2. The Cecil Hotel (Stay on Main)
Though this hotel is actually in downtown L.A., it can’t be left off the list because it has arguably the creepiest history of any place in the area. In what seems like a desperate bid to rebrand its image, the The Cecil Hotel has been renamed Stay on Main, but that doesn’t detract from its sinister and morbid past. Built in 1927, it started well enough but then got upstaged by the more glamorous hotels being built in Hollywood and quickly fell into disrepute as a place for transients to stay. By the 1960s it was known as a murder and suicide hotspot, and it became the place where serial killers preferred to stay. In 1962 a woman had an argument with her husband and threw herself out a ninth-floor window, killing a pedestrian below. Two years later Goldie Osgood was found dead in her bed, raped, stabbed and strangled in what remains an unsolved case.

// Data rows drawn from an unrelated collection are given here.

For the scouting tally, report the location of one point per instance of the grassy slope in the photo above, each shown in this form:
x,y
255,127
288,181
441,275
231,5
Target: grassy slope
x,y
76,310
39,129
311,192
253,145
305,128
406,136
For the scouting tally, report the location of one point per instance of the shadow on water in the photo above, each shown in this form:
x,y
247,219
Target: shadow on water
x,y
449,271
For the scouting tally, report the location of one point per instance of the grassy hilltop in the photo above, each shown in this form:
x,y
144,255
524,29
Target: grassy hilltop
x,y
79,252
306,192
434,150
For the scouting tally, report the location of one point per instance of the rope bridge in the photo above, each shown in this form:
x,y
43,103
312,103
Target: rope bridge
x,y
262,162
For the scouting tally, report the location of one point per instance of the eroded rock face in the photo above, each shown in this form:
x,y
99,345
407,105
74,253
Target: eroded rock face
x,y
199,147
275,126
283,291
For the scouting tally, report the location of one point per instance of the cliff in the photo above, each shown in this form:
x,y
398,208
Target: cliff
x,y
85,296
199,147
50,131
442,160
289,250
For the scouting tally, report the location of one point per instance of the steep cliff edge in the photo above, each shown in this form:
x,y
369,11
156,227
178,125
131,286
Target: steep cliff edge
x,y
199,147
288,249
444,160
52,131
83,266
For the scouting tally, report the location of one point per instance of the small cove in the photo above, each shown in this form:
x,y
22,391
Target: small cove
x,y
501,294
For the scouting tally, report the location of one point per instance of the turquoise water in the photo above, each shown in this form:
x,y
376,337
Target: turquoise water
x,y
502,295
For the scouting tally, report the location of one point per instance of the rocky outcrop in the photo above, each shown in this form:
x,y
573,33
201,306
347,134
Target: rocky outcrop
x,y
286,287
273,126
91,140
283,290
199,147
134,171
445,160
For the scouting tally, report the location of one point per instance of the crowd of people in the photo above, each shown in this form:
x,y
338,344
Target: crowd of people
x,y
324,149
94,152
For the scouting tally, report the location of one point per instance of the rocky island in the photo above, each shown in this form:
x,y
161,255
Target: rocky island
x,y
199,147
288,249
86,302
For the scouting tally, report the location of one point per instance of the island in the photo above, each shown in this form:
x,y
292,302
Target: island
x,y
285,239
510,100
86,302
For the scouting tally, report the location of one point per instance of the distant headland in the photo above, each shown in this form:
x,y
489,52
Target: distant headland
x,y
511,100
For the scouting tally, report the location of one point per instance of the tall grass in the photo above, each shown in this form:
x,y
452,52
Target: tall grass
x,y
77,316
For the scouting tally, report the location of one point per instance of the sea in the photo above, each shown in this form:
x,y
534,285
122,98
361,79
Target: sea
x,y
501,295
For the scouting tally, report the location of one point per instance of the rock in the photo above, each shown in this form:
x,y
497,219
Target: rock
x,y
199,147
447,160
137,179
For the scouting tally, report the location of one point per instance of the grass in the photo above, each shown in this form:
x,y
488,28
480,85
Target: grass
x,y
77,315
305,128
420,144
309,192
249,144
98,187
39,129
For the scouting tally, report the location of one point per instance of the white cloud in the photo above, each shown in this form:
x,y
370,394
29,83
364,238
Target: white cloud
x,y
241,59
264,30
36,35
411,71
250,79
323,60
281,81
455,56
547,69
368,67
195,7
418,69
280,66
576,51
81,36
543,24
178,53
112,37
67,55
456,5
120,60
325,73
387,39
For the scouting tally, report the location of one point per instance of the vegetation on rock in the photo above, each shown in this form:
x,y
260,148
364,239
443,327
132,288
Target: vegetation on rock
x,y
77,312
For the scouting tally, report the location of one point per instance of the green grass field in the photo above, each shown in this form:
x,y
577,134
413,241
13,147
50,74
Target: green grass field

The Cecil Hotel was rumored to be the last place where Eilzabeth “Black Dahlia” Short was seen before her gruesome murder took place. No wonder people report spooky goings on, such as awakening at night to feel a weight on them and a feeling of dread. While most of the creepy happenings took place decades ago, the strangest thing to happen at the Cecil occurred in 2013 when a 21-year-old Canadian tourist’s body was found decomposing in a water tank on the roof. Thus solving the mystery of the strange tasting water guests had complained about. Elisa Lam’s death was controversially ruled as accidental, but this has been debated by numerous people who are convinced it was either murder or some kind of paranormal possession. The strange circumstances surrounding the event and her erratic behavior captured on camera in the elevator have ensured that conspiracy theories abound.
1. The Pantages Theater
The Pantages Theater is Hollywood’s last great Art Deco movie palace, opened in 1930 and named after Alexander Pantages, the entrepreneur who created a collection of theaters around North America. In 1949, millionaire aviator Howard Hughes added it to his empire and loved it so much he set up luxurious offices on the second floor, and his soul never really left. Apparently he appears in his younger form as a tall, lanky apparition, and even when he isn’t seen, people feel a cold rush of air and hear lots of bumping and clicking of drawers being open and closed. The reclusive tycoon did not appreciate a break-in where vandals damaged the upper balcony, and things started to get much noisier and angrier in response.
Hughes is not the only spook at the Pantages, he is joined by a singing female ghost who died in the mezzanine in 1932. Although the woman usually sings when the auditorium is empty, she’s become more confident (and significantly louder) over the years and in 1994 her voice was recorded on a stage microphone and the entire audience heard her sing. Another ghost helped a wardrobe lady out when the auditorium was plunged into darkness, feeling disoriented she felt someone take her elbow and guide her to the exit. As she opened the door and let in the light she turned to thank her gallant helper, only to find herself completely alone — it’s been speculated that the ghost was none other than Alexander Pantages himself.